Today I saw a meme on Instagram which said, “We are now entering the third month of January.” I couldn’t relate more! And looking back over the past few weeks, cannot believe all that has already happened in 2018.
Following a paper deadline in early January, my department at KTH (Media Technology and Interaction Design) kicked off 2018 with a writers’ retreat. What happens at a writers’ retreat? We book a venue in the Stockholm archipelago for three days and two nights, and write. And sauna and winter swim, but mainly write. The primary purpose of the retreat is to provide time and space away from everyday academic duties, from teaching to admin responsibilities, in order to focus on increasing the quality and quantity of our writing output. During the three days, we follow an agile framework in which junior/senior pairs write in ~45 minute sprints and then provide ~15 minutes of feedback. In addition to intense writing blocks, lunches, dinners, and evening activities provide ample opportunities to better know our colleagues professionally and personally. Though equally as exhausting as the writing, this social time I find incredibly valuable in creating a continued collaborative culture at work.

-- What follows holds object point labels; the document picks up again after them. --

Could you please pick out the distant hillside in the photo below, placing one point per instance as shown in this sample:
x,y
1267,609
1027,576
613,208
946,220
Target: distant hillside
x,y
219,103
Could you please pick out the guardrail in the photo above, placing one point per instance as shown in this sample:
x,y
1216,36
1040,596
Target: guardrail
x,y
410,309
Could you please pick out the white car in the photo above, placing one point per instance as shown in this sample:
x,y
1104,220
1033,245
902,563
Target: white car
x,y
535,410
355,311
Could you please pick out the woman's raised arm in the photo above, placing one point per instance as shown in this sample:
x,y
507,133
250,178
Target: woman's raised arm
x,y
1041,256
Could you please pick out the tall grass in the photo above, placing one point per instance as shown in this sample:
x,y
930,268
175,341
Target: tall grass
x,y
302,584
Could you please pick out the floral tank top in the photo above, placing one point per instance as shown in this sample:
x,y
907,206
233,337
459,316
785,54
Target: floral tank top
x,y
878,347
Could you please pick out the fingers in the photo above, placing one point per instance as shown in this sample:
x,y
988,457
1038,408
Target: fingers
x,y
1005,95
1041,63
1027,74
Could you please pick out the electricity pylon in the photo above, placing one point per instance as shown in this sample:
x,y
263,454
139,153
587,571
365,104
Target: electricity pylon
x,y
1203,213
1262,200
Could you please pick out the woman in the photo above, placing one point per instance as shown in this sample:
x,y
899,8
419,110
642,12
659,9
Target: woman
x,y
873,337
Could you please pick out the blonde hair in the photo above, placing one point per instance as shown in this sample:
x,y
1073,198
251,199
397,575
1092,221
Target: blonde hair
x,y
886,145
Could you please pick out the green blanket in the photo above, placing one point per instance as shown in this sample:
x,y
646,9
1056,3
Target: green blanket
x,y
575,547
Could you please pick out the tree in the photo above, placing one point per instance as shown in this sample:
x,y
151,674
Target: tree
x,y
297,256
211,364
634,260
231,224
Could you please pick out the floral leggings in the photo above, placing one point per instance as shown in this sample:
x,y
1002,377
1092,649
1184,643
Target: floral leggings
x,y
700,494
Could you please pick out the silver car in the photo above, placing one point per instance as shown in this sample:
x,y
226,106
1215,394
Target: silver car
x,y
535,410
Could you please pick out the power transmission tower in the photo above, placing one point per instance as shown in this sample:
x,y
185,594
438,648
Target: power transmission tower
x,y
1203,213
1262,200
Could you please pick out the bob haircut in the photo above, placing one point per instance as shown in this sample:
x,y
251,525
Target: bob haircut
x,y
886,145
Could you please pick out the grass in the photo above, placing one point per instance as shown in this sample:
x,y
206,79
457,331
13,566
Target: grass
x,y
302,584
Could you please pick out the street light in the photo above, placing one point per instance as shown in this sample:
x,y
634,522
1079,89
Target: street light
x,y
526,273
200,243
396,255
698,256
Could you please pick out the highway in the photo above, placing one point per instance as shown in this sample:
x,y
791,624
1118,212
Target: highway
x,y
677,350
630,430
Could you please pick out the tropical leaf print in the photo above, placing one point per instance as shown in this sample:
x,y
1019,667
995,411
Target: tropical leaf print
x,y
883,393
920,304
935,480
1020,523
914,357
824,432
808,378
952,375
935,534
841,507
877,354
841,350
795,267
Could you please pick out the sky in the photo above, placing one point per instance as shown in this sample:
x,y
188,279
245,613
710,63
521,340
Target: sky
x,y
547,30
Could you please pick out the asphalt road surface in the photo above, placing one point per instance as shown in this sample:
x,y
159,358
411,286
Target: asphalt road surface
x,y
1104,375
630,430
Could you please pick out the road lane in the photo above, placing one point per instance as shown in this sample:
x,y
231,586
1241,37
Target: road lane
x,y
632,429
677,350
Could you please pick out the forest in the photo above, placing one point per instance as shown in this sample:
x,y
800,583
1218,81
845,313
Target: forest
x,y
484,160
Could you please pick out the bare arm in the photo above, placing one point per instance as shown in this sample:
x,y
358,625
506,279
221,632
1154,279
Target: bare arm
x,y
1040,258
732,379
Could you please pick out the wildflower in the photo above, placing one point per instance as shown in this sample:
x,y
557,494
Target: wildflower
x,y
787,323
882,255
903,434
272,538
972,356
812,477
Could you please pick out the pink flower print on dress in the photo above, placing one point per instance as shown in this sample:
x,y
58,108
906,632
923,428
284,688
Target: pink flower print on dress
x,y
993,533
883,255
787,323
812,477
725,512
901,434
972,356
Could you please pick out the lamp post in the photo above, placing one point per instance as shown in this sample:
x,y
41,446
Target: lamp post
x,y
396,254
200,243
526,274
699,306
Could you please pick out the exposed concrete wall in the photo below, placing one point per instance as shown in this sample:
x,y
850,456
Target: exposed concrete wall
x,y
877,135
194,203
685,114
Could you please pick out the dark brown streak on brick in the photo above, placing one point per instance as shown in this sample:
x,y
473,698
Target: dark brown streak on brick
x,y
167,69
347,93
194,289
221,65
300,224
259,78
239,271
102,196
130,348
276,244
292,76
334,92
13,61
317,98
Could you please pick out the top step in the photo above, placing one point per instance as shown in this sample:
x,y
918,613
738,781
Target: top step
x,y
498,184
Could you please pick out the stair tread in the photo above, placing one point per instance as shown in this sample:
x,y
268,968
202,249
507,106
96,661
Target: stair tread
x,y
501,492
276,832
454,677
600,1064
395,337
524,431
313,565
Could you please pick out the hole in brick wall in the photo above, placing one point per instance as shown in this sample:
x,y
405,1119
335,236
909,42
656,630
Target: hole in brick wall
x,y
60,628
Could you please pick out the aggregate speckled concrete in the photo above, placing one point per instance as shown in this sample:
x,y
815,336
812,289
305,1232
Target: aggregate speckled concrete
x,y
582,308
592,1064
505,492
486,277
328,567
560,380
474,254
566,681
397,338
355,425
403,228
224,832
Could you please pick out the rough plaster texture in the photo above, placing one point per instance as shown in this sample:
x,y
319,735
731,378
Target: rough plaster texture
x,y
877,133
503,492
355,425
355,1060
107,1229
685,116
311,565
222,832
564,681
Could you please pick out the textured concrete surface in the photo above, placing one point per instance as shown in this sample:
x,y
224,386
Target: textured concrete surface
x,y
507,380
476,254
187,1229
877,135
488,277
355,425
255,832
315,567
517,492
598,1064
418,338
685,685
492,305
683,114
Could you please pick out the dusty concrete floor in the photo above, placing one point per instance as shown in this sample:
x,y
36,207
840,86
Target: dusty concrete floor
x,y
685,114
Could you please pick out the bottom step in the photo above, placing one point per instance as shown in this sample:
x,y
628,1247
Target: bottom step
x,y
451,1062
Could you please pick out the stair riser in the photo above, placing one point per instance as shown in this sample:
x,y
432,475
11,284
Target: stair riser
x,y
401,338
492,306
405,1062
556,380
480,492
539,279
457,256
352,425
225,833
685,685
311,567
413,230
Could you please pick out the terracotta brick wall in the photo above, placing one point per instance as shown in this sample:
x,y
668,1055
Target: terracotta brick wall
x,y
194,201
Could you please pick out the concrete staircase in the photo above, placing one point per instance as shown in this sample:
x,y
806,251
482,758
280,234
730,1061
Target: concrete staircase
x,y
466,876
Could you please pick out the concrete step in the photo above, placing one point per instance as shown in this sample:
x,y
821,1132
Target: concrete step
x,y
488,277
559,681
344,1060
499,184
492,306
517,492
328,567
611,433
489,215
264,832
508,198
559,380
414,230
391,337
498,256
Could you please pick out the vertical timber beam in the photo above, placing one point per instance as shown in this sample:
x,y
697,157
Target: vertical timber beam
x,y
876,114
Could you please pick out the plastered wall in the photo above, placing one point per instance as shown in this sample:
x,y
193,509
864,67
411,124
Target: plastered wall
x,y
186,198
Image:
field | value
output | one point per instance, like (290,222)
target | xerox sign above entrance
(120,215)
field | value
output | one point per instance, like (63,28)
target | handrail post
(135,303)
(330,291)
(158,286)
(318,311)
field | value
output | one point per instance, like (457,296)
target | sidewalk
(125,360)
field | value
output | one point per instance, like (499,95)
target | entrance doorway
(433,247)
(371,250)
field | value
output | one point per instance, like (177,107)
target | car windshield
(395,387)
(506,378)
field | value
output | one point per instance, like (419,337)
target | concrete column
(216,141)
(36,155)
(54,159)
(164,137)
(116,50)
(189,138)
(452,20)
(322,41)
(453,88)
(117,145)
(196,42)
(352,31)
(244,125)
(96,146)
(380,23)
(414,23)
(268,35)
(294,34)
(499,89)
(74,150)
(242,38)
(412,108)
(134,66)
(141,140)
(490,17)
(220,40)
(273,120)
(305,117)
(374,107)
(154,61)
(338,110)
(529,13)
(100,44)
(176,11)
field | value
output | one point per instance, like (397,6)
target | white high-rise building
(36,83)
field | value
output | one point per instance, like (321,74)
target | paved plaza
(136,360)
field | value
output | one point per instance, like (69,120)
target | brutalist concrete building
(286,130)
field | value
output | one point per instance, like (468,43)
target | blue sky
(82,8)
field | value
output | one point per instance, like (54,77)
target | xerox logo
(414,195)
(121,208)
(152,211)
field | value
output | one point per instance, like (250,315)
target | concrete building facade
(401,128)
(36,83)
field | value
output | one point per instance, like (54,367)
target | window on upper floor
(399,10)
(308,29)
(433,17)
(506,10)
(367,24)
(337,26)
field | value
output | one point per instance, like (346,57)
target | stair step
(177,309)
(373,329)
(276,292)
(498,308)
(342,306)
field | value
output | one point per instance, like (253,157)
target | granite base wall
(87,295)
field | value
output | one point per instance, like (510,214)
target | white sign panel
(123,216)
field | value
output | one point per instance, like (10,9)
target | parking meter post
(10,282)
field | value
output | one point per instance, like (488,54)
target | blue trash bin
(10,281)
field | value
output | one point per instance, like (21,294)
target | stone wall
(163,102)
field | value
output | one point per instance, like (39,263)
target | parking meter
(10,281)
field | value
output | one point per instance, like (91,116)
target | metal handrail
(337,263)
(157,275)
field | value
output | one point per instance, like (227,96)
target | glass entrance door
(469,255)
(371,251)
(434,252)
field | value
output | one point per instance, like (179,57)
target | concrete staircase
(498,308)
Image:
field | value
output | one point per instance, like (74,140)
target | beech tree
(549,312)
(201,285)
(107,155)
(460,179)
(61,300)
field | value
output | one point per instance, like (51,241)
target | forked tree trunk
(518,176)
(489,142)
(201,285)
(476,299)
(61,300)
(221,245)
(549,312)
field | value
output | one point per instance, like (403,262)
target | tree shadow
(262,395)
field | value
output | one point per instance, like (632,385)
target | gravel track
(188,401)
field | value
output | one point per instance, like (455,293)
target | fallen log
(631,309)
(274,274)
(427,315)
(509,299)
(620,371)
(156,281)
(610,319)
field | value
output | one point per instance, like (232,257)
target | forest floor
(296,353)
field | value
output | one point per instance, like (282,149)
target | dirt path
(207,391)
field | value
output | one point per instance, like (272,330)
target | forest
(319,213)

During this year’s writing camp I started a paper on a Pee-ometer, a recent project by Master’s students that I proposed and supervised in which they prototyped a wearable device that predicts when a user has to pee to investigate Machine Learning as a design material.
In mid January, the Smart Implicit Interaction project had a two day project offsite. As the project is composed of differing philosophical and methodological backgrounds – i.e. Artificial Intelligence, Social Sciences, and Interaction Design – the first day consisted of a beginners overview into reinforcement and representational learning in neural networks to introduce technical terminology and objectives. During the second day, all of the sub-projects presented their current status and goals for the year. I specifically presented two ongoing design projects, data-driven design methods and the Pee-ometer. In the former, I discussed early design activities and resulting concepts from investigating the implications of screenshots as a data source. In the latter, I discussed three high-level interests guiding future project directions, including Machine Learning as a design material, interactional loops, and critique and ethics. Overall, it was inspiring to share and strategize better collaborations while revisiting overarching project objectives.
Last week continued January’s streak of out-of-office research activities and into the forest. To kick off an new outdoors project, myself and three senior researchers went on a mid-week day hike 30 minutes outside of Stockholm. Not only was I surprised at a Professor’s ability to make a fire in the snow, but the excursion was both refreshing and constructive. More in the coming months!
And last but definitely not least, friend and fellow PhD student Vasiliki successfully defended her thesis Making Preciousness: Interaction Design Through Studio Crafts. Her opponent Ron Wakkary gave a much deserved brilliant presentation of her work before lengthy discussions with him and the committee. Admittedly, it is selfishly bittersweet to see her finishing as she has been a tremendous support and inspiration during the first year of my own PhD.